Santé des trans : tout un combat

Le Dr Bertrand Riff, dans le cadre d’une session dédiée à la santé des personnes LGBTQI (pour Lesbienne, Gay, Bi, Trans, Queer et Intersexe) est venu représenter la "Maison dispersée de santé" (MDS), centre médical d’un genre particulier dont il est le co-fondateur à Lille. Ce lieu d’exception s’est donné pour mission de prendre en charge ceux qui se considèrent laissés pour compte du système médical classique. Né en 1986, le collectif pluri-disciplinaire s’est d’abord occupé d’IVG, puis de personnes infectées par le VIH, de dépendance aux substances psychoactives, et aujourd’hui de plus en plus de personnes transsexuelles. On parle d’ailleurs plutôt ici de "transidentité" précise Bertrand Riff.

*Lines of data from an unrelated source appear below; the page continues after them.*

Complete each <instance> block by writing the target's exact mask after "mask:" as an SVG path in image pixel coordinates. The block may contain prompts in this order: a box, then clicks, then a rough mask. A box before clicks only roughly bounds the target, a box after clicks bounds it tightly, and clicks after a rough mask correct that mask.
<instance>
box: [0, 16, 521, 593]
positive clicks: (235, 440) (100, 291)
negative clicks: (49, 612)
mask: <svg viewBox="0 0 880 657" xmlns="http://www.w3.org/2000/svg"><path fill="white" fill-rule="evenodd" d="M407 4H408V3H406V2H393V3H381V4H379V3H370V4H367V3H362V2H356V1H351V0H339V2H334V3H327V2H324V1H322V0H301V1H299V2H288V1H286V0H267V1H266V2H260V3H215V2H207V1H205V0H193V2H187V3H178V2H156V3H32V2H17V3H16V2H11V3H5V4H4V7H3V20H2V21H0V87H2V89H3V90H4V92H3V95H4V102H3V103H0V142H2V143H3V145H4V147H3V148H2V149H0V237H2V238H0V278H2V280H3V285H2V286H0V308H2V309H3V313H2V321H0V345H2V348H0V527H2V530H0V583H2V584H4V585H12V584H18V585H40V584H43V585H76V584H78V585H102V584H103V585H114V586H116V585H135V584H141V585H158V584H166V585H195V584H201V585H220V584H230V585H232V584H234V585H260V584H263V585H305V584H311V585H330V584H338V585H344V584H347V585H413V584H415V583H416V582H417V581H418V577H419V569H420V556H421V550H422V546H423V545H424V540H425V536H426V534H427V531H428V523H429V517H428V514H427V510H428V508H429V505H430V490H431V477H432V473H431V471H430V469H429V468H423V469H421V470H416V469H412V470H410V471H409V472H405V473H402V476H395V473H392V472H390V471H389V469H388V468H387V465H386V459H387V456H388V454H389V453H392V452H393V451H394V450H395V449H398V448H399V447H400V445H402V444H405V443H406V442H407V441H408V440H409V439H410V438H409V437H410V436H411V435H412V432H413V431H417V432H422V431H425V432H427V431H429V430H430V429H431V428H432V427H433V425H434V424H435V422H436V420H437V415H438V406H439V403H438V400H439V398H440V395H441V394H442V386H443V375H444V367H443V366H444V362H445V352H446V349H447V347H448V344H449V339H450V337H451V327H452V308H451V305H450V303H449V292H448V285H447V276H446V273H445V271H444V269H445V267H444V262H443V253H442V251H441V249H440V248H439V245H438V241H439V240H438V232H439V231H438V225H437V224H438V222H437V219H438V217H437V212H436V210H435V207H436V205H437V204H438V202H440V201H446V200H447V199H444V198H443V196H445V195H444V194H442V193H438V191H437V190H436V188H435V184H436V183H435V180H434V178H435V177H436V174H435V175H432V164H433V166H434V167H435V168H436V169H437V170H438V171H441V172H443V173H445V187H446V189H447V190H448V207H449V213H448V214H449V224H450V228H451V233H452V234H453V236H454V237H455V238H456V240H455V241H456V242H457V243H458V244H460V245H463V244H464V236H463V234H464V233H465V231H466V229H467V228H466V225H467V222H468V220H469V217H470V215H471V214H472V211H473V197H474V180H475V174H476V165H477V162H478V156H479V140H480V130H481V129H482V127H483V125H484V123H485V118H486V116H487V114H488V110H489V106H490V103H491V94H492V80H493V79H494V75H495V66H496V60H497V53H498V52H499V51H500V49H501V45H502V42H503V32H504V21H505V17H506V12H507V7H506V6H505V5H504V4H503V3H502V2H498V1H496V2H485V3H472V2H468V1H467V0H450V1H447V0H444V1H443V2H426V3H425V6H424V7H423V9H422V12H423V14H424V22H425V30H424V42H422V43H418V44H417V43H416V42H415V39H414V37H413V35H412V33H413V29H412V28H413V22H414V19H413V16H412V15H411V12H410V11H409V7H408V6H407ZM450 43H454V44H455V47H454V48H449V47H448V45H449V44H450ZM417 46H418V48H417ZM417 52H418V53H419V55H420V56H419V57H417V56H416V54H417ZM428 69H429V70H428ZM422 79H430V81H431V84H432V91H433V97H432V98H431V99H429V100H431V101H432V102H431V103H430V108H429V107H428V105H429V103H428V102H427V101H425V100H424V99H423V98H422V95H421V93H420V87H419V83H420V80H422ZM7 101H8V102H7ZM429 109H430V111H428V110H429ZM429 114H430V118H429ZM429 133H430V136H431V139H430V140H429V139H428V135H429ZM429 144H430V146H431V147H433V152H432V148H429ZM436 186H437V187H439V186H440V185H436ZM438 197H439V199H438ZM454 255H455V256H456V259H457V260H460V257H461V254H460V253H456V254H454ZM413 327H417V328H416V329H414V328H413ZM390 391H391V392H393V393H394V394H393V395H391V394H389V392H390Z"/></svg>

Le vocabulaire est ici particulièrement choisi et semble être d’une importance capitale. C’est en tout cas ce que professe l’orateur, qui fustige en des termes violents l’utilisation, encore aujourd’hui, par certains chirurgiens du terme "monsieur" quand il s’agit de désigner une personne voulant devenir une femme. Ici, la parole des patients est totalement acceptée : « toutes les expertises se valent ».  On pourrait résumer (probablement à outrance) la mission de la MDS en disant qu’elle tente de faciliter l’accès à l’hormonothérapie aux personnes qui veulent effectuer une transition, et plus largement les accompagner, « accompagner le désordre ».

Des hommes devenues femmes qui veulent garder un pénis

La MDS semble donc s’être construite en opposition à un système "officiel", qu’elle juge maltraitant, représenté essentiellement par la SOFECT (Société Française de Prise En Charge du Transsexualisme). Elle en dénonce le caractère très normatif, très « années 50 », dans lequel une expertise très longue (sur un ou deux ans) par un psychiatre est un passage obligatoire, et où seules les transitions d’homme à femme, ou de femme à homme sont prises en charges et accompagnées. La MDS, elle, écoute toutes les voix, y compris les femmes devenues hommes qui veulent garder un vagin, et les hommes devenues femmes qui veulent garder un pénis. Elle les accompagne et gère leurs problèmes de santé, sur la base d’une expérience forgée par les années et les échanges avec les confrères belges, considérés comme plus avancés sur la question.

Le cœur de la question est donc d’apprendre à manier l’hormonothérapie, habituellement prescrite par des endocrinologues que Bertrand Riff considère comme faisant également partie d’un système "officiel" trop rigide : « l’Androcur est un produit castrateur, c’est pour ça que les endocrinologues en donnent ».

Face au DIU de la SOFECT, Bertrand Riff promet de créer prochainement des formations sur le maniement de ces hormonothérapies, et notamment sur les taux de testostérone à atteindre en fonction des situations et des demandes des personnes prises en charge. On l’a compris, la question est ici abordée de façon passionnée. Si le ton et les prises de position paradoxalement très « tranchées » ne seront pas du goût de tout le monde (et surement pas de la SOFECT !), nous pouvons laisser les lecteurs se faire une idée !

Dr Alexandre Haroche

Référence
Betrand Riff. De l’accompagnement de la transidentité à la Maison dispersée de santé : possibilité d’intervention avec patient expert, orthophoniste, kinésithérapeute et infirmier. 12e Congrès médecine générale France. 5 au 7 avril 2018, Paris.